Department of Plant Systems Biology, VIB, 9052 Ghent, Belgium.
Plant Cell. 2013 Mar;25(3):794-807. doi: 10.1105/tpc.112.108753. Epub 2013 Mar 26.
Despite the availability of various data repositories for plant research, a wealth of information currently remains hidden within the biomolecular literature. Text mining provides the necessary means to retrieve these data through automated processing of texts. However, only recently has advanced text mining methodology been implemented with sufficient computational power to process texts at a large scale. In this study, we assess the potential of large-scale text mining for plant biology research in general and for network biology in particular using a state-of-the-art text mining system applied to all PubMed abstracts and PubMed Central full texts. We present extensive evaluation of the textual data for Arabidopsis thaliana, assessing the overall accuracy of this new resource for usage in plant network analyses. Furthermore, we combine text mining information with both protein-protein and regulatory interactions from experimental databases. Clusters of tightly connected genes are delineated from the resulting network, illustrating how such an integrative approach is essential to grasp the current knowledge available for Arabidopsis and to uncover gene information through guilt by association. All large-scale data sets, as well as the manually curated textual data, are made publicly available, hereby stimulating the application of text mining data in future plant biology studies.

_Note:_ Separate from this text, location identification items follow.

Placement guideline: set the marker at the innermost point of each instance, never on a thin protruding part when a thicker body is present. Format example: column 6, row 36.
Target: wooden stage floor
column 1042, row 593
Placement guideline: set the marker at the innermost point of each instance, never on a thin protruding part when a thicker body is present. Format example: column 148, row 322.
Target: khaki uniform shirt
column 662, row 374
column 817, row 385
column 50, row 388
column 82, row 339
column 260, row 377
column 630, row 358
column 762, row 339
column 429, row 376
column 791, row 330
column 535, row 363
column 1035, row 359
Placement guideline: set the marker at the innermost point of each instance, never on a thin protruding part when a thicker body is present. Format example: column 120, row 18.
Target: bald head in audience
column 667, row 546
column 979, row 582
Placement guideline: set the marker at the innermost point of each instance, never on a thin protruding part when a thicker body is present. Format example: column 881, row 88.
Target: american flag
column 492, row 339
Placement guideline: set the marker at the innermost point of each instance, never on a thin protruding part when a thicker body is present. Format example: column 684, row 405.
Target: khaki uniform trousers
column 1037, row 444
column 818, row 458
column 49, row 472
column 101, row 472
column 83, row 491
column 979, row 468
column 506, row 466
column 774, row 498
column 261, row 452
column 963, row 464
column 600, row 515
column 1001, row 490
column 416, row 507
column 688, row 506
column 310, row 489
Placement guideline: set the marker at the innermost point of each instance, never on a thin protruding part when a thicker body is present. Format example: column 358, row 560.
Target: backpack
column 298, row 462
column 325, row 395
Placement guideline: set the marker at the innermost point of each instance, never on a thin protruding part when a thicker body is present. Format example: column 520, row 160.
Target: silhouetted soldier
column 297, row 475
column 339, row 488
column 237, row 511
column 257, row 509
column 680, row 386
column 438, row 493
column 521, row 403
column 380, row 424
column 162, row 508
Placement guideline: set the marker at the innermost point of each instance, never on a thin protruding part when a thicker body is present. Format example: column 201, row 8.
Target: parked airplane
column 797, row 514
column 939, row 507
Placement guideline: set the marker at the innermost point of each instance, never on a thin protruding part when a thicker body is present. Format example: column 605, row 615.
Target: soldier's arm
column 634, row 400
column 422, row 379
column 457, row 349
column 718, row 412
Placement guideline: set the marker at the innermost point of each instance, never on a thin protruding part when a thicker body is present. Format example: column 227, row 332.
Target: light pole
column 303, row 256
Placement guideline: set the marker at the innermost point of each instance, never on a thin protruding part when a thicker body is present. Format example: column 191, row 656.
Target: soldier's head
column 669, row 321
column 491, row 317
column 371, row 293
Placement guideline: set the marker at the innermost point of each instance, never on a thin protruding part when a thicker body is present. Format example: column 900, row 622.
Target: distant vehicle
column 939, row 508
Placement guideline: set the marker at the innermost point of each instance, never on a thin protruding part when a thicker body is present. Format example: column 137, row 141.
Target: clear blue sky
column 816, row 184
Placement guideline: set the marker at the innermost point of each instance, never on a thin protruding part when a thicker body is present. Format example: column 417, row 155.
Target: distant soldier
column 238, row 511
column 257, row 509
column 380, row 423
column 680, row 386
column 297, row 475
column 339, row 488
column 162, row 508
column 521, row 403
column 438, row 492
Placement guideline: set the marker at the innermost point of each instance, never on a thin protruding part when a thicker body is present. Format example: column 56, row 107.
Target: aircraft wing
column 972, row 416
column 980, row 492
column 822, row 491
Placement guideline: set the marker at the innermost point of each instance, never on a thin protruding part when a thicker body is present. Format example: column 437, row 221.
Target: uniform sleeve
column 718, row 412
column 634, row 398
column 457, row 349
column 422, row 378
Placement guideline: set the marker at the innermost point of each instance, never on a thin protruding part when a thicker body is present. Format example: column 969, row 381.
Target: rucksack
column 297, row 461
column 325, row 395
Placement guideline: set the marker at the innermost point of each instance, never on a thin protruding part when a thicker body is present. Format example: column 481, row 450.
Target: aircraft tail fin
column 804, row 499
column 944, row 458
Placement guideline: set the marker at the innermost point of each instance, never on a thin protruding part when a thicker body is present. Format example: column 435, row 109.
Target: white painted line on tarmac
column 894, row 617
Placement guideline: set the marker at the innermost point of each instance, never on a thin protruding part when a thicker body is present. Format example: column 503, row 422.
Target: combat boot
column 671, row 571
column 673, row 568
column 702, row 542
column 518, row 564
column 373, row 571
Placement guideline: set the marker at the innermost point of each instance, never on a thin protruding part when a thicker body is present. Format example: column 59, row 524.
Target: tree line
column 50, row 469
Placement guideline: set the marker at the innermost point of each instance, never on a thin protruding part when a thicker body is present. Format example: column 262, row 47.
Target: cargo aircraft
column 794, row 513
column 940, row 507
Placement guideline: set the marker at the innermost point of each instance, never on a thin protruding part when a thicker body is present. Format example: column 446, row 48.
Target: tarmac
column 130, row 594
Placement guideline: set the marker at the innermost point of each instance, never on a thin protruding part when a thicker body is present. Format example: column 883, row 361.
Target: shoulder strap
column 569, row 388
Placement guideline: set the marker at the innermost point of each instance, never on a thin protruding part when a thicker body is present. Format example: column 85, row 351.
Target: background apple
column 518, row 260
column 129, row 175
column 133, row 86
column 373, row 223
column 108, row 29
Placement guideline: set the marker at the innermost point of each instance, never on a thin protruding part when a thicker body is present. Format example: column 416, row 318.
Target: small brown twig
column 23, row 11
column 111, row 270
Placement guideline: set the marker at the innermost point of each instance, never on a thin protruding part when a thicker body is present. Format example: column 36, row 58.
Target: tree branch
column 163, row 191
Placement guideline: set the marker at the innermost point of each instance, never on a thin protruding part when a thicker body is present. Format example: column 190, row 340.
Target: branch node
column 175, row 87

尽管有各种植物研究数据存储库可供使用,但目前仍有大量信息隐藏在生物分子文献中。文本挖掘通过自动处理文本提供了检索这些数据的必要手段。然而,直到最近,先进的文本挖掘方法才结合足够的计算能力,以大规模处理文本。在这项研究中,我们使用最先进的文本挖掘系统评估了大规模文本挖掘在植物生物学研究中的潜力,特别是在网络生物学方面,该系统应用于所有 PubMed 摘要和 PubMed Central 全文。我们对拟南芥的文本数据进行了广泛的评估,评估了该新资源在植物网络分析中的使用的整体准确性。此外,我们将文本挖掘信息与来自实验数据库的蛋白质-蛋白质和调控相互作用相结合。从生成的网络中描绘出紧密连接的基因簇,说明了这种集成方法对于理解当前拟南芥可用的知识以及通过关联发现基因信息是至关重要的。所有大规模数据集以及经过人工编辑的文本数据都将公开提供,从而鼓励在未来的植物生物学研究中应用文本挖掘数据。